Idols part one was about reclaiming identity: breaking down and piecing yourself back together to escape a dark place. DOM HARRISON put it plainly in the album's lyrics: "All you are is a self-fulfilling prophecy / Product of your own temptation." About part two, HARRISON says: "It’s about realising I am alive, I am real, and this journey didn't break me. It's about feeling invincible when you finally feel yourself." That's what Idols II is built on. The realisation that you made it, that you're still here. A celebration of life.
Produced again alongside MATT SCHWARTZ, Idols II picks up exactly where part one left off, musically and emotionally. The six new tracks, plus a reworked Zombie alongside legends THE SMASHING PUMPKINS, flow from the end of part one as naturally as exhaling.
I Need You (To Make the World Seem Fine) opens the record and it's breathtakingly beautiful. Acoustic guitar leads, the sound moving between ears in a way that places you right inside the room with him. A rock orchestra builds around it, grandiose and unhurried, while DOM's voice stays melodic without losing that characteristic rasp. It closes with the same delicacy it opened with, a perfect complement to Supermoon, the track that ended part one.
The Postman follows and hits back in true YUNGBLUD fashion. A fun, irreverent track that makes you want to get up and dance, with that familiar edge and the chaos from his older albums. It carries the Britpop influences that gave part one its particular flavour, and it would be an absolute highlight live. Then comes Zombie, a reimagined version with THE SMASHING PUMPKINS, and it's a hell of a collaboration. Heavier, more metallic, a full rock band version bringing its own weight to the track. Time strips everything back and brings you closer. Just DOM and his acoustic guitar, up close and personal. His voice feels exposed here in the most disarming way, the raspiness and sweetness sitting side by side. The work he put in with vocal coach MARY HAMMOND finds its fullest expression in a moment like this, where there's nowhere to hide. Short, sweet, and quietly one of the best things on the album.
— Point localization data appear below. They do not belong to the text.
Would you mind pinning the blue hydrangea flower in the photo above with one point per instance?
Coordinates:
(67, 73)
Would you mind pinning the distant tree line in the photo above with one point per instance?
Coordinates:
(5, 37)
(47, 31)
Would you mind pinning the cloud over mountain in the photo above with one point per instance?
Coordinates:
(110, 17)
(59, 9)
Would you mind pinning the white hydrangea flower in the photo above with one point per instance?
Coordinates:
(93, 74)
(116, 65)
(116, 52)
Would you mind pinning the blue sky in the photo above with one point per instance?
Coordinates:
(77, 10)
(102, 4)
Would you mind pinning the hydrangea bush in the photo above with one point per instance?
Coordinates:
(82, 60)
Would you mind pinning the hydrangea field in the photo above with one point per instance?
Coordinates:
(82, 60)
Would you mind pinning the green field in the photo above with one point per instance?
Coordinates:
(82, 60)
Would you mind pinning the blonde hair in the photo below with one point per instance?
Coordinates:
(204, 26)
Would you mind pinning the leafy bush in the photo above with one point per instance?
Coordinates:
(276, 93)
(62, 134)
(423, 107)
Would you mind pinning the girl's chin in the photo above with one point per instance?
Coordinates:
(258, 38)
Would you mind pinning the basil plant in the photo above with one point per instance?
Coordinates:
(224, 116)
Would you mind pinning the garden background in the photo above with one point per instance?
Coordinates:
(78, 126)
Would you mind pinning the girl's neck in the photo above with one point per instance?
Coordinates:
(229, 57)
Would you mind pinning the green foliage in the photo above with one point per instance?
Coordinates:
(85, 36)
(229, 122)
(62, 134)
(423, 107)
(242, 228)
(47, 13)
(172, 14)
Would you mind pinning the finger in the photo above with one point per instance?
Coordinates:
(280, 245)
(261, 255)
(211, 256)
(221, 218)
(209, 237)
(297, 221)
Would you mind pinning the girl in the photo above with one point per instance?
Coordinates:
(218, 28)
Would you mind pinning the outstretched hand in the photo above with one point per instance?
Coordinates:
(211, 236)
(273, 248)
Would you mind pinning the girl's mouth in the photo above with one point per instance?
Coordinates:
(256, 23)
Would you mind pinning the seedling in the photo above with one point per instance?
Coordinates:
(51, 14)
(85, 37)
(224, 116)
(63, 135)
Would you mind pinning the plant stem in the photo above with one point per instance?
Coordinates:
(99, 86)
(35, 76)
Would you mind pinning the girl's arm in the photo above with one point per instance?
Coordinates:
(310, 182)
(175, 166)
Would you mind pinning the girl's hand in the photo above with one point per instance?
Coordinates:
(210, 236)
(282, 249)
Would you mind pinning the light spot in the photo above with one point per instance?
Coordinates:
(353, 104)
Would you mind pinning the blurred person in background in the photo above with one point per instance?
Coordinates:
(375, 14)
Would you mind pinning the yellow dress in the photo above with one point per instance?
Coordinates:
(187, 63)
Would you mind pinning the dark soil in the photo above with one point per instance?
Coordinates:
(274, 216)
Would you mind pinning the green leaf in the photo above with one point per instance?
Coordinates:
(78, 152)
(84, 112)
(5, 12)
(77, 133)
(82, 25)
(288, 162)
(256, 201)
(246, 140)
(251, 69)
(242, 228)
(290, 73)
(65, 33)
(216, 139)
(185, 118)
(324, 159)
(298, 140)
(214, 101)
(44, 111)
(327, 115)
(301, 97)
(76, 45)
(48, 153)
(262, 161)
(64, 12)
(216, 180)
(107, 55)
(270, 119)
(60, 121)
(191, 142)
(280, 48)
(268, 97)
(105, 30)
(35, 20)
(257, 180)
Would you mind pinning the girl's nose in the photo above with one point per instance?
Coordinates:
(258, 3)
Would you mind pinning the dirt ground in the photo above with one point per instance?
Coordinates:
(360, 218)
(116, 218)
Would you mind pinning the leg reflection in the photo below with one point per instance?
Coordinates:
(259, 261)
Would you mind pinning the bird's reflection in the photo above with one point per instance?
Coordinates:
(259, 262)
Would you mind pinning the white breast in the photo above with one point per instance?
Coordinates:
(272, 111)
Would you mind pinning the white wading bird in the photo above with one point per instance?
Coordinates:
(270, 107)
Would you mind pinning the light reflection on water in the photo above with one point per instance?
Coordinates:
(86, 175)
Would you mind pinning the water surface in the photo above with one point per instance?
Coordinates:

A blessing for the fans of War, War Pt. II picks it back up, finding itself a new perspective. The tempo shifts and brings a touch of pop-punk into the fabric without losing the thread of the original. Where War had DOM saying "I wanna feel inspired", here the lyric shifts to "Are you feeling inspired? Are you having the best time of your life?" An open question that makes you stop and sit with the answer. Followed by Blueberry Hill, a standout that knows it. A rock and roll orchestra of keys, guitars, horns, the whole expanse of it. Theatrical in the same spirit as Change from part one, bringing a piece of it into the fold. The final minute opens up in a way that echoes Hello Heaven, Hello, a room with no ceiling. Suburban Requiem closes the record and lands like an alternative world version of Supermoon. Where that track turned inward, this one opens outward, settling into something quieter and more considered. The Idols universe, across both records and everything between them, ends here. And it ends well.
"Anyone out there who is going through hard times right now," YUNGBLUD said, "I hope this second part of the album helps to ground you, helps to focus you, helps you to feel alive as much as it has done for me." With Idols complete, DOM HARRISON has done something that most artists spend entire careers chasing. He's made a body of work that is entirely, unmistakably his own. The Doncaster kid who started out making noise in his bedroom has grown into an artist with real range, real vision, and the confidence to follow both wherever they lead. Idols II is proof that he's not just arrived. He's been here a while, and he's only getting started.
Score: 9/10
Idols II was released on 20th February 2026 via Island Records/Locomotion.